Como siempre, no espere el lector de mí un resumen; sólo habrá inútiles divagaciones. Podría el libro haberse titulado Alexei Ivanóvich, el nombre del protagonista indiscutible, dicen las críticas al uso, alter ego de la personalidad del autor. En realidad, no me interesó tanto la historia principal que trata de la adicción al juego – la ruleta, claro, rusa – sino de la hermosa historia de amor del protagonista con Polina, y de la inquietante presencia del sr. Astley, inglés.

Podría hablar de la perfección de Dostoyevski en la descripción de sus personajes (del alma de los mismos) o de la sorprendente sinceridad con que el autor encasilla a los personajes por razón de su nacionalidad y de su origen, en una especie de determinismo nacionalista, y de su crítica mordaz a lo ruso; pero sobre eso ya se ha escrito mucho.

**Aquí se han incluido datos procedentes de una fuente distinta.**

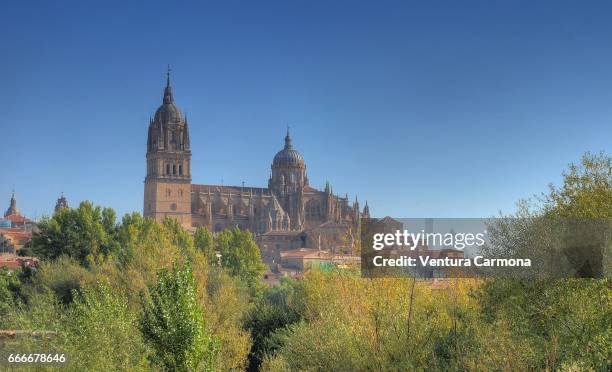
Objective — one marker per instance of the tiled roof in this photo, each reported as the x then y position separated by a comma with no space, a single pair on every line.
17,218
13,262
304,253
226,189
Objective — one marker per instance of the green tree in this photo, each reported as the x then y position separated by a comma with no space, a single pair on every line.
562,324
178,235
9,286
100,333
240,256
204,241
173,323
272,312
86,233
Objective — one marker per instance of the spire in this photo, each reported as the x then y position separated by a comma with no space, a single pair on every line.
288,145
62,203
168,98
366,210
13,207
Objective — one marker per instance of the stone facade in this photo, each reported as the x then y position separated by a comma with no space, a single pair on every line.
287,214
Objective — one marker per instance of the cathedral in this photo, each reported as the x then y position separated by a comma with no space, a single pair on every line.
288,214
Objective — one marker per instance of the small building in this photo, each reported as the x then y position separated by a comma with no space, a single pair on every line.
305,258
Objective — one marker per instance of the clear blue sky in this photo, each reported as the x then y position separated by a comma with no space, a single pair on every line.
430,108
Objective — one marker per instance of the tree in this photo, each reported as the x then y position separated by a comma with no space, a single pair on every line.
178,235
564,323
204,241
173,324
100,333
86,233
240,256
272,312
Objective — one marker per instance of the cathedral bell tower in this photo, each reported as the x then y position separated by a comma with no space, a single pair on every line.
168,183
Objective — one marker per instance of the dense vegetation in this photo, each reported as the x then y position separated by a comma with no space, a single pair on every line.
138,295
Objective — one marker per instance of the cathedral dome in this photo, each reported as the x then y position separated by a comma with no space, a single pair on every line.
168,113
288,157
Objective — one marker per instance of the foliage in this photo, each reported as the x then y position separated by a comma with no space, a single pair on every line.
85,234
274,311
240,256
173,324
9,286
204,241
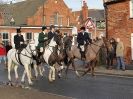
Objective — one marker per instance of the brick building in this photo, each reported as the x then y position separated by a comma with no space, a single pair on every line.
119,20
32,14
96,15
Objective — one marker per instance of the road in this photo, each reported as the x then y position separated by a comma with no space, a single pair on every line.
98,87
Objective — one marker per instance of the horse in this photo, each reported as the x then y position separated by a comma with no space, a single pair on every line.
92,50
52,55
26,58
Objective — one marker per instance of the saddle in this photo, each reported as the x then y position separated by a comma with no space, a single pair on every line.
82,49
19,60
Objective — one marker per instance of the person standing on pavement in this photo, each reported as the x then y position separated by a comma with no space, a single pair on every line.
83,40
120,54
8,47
18,41
2,51
52,33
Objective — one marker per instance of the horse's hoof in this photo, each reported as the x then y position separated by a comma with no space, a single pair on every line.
50,80
23,82
59,75
31,84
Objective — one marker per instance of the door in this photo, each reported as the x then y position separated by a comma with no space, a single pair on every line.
132,45
36,38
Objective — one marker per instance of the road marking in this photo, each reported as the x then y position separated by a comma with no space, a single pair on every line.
59,95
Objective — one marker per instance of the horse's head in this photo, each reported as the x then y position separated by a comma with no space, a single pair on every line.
58,39
31,47
52,42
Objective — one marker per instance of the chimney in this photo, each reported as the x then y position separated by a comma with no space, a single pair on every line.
84,10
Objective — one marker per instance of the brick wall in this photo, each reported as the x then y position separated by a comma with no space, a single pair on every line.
120,25
50,7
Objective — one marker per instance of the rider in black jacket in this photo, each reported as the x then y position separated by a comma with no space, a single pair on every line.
83,39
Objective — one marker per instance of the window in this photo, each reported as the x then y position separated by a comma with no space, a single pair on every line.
68,21
44,20
28,36
5,38
60,21
51,20
131,8
56,15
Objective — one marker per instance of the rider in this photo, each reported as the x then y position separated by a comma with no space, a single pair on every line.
43,37
52,33
18,41
83,40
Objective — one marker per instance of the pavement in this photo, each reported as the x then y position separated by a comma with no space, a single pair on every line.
101,70
102,86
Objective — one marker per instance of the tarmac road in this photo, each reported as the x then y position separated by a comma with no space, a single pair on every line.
99,87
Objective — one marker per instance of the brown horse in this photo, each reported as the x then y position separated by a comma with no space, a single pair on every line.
92,51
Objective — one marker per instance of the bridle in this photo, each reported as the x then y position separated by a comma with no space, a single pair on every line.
32,51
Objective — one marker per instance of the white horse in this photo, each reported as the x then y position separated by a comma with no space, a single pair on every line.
26,59
51,58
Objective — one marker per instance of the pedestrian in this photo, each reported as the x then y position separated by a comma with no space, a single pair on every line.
18,41
110,55
8,47
83,40
52,33
2,53
120,54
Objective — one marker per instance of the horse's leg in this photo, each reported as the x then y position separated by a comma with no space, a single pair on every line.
73,65
23,77
28,74
35,69
93,67
88,69
50,74
53,72
16,73
68,65
60,70
41,70
9,71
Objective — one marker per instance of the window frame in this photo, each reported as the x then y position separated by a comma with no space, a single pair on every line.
5,40
131,8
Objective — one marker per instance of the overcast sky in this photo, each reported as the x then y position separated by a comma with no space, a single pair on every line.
76,4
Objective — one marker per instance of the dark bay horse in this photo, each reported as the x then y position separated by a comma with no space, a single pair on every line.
92,51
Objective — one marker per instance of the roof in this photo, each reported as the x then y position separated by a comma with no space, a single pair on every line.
98,14
112,1
22,10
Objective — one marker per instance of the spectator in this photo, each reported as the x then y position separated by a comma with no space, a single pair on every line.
110,55
120,54
8,47
2,53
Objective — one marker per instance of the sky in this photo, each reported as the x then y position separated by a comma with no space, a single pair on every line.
76,4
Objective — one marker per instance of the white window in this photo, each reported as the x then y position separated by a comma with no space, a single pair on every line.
56,16
5,37
51,20
68,21
28,36
131,8
60,21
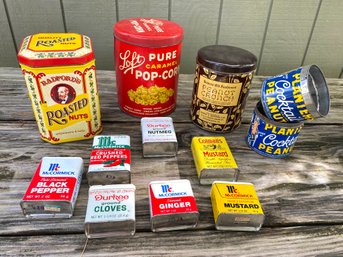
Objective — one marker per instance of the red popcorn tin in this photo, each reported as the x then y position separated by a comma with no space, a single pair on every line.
147,60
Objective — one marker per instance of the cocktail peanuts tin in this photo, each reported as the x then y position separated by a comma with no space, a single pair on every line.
300,94
147,61
158,137
59,71
236,206
221,85
111,211
172,205
110,161
271,138
213,159
54,188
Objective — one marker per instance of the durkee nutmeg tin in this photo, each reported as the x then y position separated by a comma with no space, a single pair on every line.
147,60
221,85
59,70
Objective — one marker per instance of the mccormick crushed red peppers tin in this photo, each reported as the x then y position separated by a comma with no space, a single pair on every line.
59,70
172,205
54,188
147,60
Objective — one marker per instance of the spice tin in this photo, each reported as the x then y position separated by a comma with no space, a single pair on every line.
236,206
59,70
172,205
271,138
54,188
300,94
158,137
147,60
110,211
213,159
222,81
110,161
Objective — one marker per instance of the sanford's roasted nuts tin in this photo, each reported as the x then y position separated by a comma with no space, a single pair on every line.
54,188
111,211
59,70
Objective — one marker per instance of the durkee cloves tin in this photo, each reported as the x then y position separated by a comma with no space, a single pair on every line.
221,85
147,60
236,206
110,161
213,159
59,70
300,94
54,188
271,138
111,211
172,205
158,137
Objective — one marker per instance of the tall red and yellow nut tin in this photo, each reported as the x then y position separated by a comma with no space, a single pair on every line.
59,70
147,58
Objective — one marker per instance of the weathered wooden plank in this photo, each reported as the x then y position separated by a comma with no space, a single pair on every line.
286,39
95,19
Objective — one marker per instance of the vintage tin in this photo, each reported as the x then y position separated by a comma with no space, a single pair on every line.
111,211
213,159
300,94
54,188
110,161
236,206
271,138
172,205
147,61
59,70
222,81
158,137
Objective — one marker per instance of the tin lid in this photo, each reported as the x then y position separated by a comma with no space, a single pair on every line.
228,59
55,49
148,32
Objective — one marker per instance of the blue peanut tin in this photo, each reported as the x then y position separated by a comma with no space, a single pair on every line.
300,94
270,138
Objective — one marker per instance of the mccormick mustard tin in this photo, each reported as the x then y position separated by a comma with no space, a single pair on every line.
236,206
111,211
54,188
213,159
158,137
110,161
172,205
59,70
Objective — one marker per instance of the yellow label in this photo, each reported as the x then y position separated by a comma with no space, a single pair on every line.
218,93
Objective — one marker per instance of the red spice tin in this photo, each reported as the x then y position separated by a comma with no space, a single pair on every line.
147,60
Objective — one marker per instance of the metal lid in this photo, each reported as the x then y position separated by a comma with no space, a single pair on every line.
227,59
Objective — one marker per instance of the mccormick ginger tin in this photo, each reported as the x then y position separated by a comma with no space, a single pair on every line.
213,159
59,70
54,188
147,61
172,205
110,211
236,206
110,161
158,137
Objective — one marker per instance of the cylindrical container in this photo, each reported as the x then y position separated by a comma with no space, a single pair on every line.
59,70
300,94
147,60
222,81
271,138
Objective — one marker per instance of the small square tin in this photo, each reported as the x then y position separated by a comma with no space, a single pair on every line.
172,205
54,188
110,160
158,137
213,159
236,206
111,211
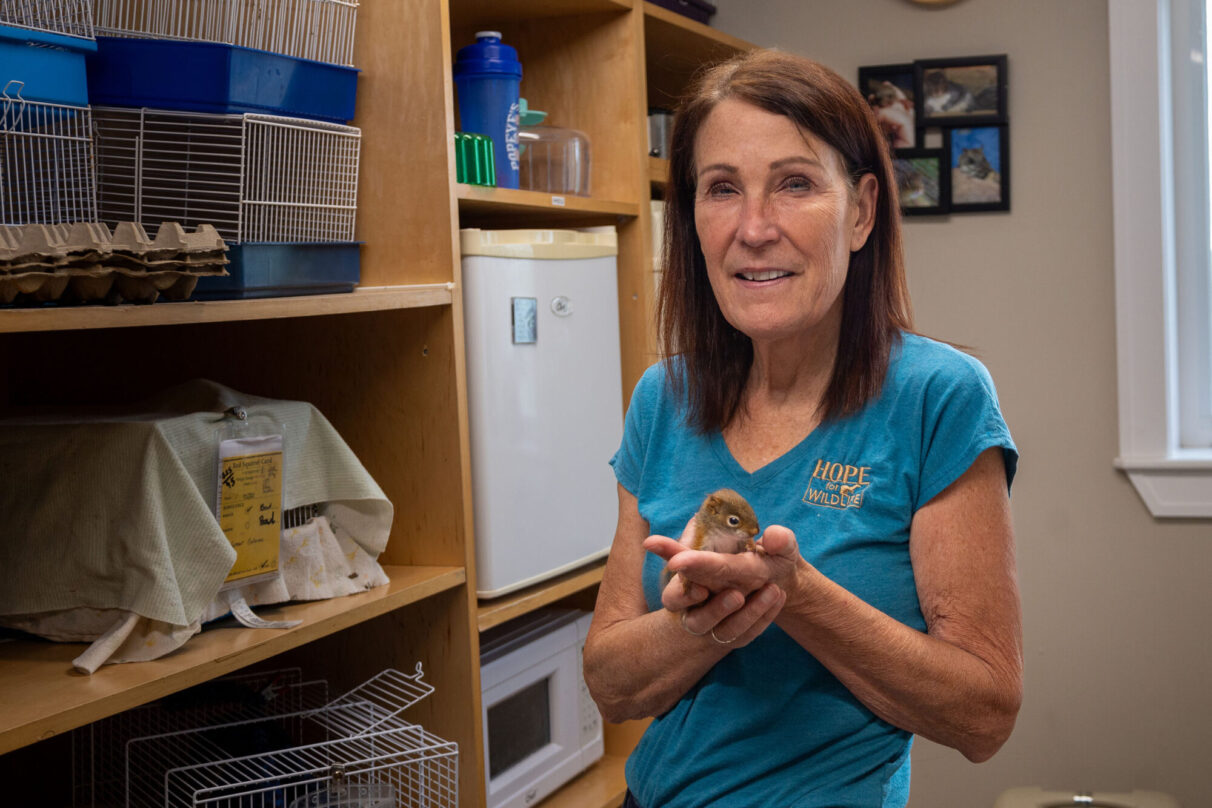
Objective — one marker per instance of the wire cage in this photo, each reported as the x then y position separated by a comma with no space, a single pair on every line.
69,17
98,750
352,752
309,29
257,178
47,175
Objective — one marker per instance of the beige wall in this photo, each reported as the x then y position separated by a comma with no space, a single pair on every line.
1116,606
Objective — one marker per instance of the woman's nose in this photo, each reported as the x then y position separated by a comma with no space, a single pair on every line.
758,225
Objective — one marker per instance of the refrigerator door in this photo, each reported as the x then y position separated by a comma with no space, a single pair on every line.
546,412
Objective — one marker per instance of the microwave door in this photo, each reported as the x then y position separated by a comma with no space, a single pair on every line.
532,732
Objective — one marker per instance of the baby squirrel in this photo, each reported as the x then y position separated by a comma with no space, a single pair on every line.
725,522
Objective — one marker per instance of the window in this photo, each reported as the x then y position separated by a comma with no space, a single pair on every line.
1159,70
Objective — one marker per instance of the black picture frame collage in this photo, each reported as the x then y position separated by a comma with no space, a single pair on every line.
958,105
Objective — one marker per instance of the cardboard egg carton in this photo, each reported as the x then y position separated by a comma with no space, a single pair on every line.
85,262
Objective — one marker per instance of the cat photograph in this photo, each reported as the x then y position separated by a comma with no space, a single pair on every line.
978,156
890,91
921,181
967,92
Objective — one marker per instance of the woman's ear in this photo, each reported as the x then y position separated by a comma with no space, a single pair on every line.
867,194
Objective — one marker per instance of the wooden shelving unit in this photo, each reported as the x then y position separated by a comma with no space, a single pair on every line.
365,298
383,364
45,697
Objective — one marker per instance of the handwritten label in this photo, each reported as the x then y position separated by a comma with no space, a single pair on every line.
250,504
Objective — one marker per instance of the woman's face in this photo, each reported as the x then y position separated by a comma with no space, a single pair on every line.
777,221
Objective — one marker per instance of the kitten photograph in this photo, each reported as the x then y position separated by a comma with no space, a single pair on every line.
955,91
977,164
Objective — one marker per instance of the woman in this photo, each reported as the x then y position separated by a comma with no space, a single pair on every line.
881,602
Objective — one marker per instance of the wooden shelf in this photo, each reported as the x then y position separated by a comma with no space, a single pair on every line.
602,785
487,204
491,12
687,34
194,311
675,47
44,697
508,607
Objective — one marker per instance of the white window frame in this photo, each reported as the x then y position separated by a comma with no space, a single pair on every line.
1173,481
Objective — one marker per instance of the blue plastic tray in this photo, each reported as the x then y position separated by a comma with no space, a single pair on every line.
216,78
51,67
284,269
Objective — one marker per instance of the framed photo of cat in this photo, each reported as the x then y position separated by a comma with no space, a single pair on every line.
961,92
958,104
978,161
924,181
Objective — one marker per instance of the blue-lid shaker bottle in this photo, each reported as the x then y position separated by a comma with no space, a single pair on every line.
487,76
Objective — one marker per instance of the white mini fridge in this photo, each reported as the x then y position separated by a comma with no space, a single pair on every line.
544,400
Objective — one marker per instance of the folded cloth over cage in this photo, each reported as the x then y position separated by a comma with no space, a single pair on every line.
112,536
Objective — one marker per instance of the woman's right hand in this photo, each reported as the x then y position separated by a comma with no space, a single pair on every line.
727,617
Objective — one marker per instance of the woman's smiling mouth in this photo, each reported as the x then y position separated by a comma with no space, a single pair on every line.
764,275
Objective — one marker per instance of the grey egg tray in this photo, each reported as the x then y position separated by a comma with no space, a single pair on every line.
86,263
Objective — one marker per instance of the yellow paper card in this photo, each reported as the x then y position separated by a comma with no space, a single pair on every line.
251,504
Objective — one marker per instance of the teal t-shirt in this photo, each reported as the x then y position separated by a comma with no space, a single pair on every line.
769,726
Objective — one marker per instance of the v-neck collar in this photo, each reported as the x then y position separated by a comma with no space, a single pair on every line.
765,474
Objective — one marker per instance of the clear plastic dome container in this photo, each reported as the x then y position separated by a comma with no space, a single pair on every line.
554,160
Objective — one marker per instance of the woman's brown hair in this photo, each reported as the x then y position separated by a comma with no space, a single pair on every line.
714,356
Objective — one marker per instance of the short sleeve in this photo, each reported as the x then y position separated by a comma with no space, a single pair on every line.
961,418
628,460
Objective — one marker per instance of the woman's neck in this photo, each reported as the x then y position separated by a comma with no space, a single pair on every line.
792,372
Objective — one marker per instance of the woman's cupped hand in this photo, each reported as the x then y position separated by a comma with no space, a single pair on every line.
733,596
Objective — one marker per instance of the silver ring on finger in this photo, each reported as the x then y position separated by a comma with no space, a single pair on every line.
687,628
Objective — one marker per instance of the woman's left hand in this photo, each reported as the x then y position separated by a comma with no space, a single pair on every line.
775,562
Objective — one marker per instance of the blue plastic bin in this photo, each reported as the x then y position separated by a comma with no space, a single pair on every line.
284,269
216,78
51,67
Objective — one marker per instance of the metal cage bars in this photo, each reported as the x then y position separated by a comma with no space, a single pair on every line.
70,17
253,177
47,175
310,29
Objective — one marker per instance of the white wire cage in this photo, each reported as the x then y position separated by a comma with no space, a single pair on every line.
70,17
47,172
352,752
257,178
309,29
98,750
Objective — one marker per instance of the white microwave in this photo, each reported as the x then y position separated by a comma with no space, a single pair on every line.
541,727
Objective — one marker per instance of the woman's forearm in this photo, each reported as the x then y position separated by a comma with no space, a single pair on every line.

Me interesa la historia de amor. Un amor que se ve truncado porque en el momento decisivo, cede. El amor, para ser Amor, no requiere de dos. El amor, para ser Amor, no requiere de contraprestación. El amor, para ser Amor, no requiere de contraste ni satisfacción (hoy, diríamos, de retorno de la inversión). El amor, para ser Amor, requiere sólo una cosa: morir en el amor. Dejar de ser uno, para ser el otro. Dejar de ser uno para ser otro en el otro. Dejar de ser uno para ser más en el otro y con el otro.

Victor Frankl, en obra que traje aquí hace ya unos años, hablaba la de la redención en el amor, y por el amor, de que el verdadero sentido de la vida se halla en el amor, que es darse. Pero en realidad, sin dejar de ser cierto, la novela de Dostoyevski nos demuestra que no sólo es eso: que amar supone no buscarse a uno mismo pues hasta el darse al otro puede llegar a ser una forma 253607de complacencia personal. Amar supone entregar a uno mismo, dejar de ser dueño, y darse al otro en sentido real, en sentido jurídico pleno.

El Jugador no es capaz de eso. Ama locamente, siente, se apasiona, dispuesto estaría a dar la vida por Polina, y cuando uno lee la historia, le cree dispuesto al sacrificio. Pero no puede amar de verdad, porque ello supondría entregar-a-sí-mismo; esto  es, dejar de ser. Dostoyevski lo sabía y por eso no le da satisfacción.

El Jugador pierde la gran partida.

Terminé la lectura del Jugador, como es costumbre, mirando al Mar, que él sí sabe amar, pues al llegar a la playa, se deshace y consume, y se deja atrapar, convirtiéndose en una sola cosa con la arena.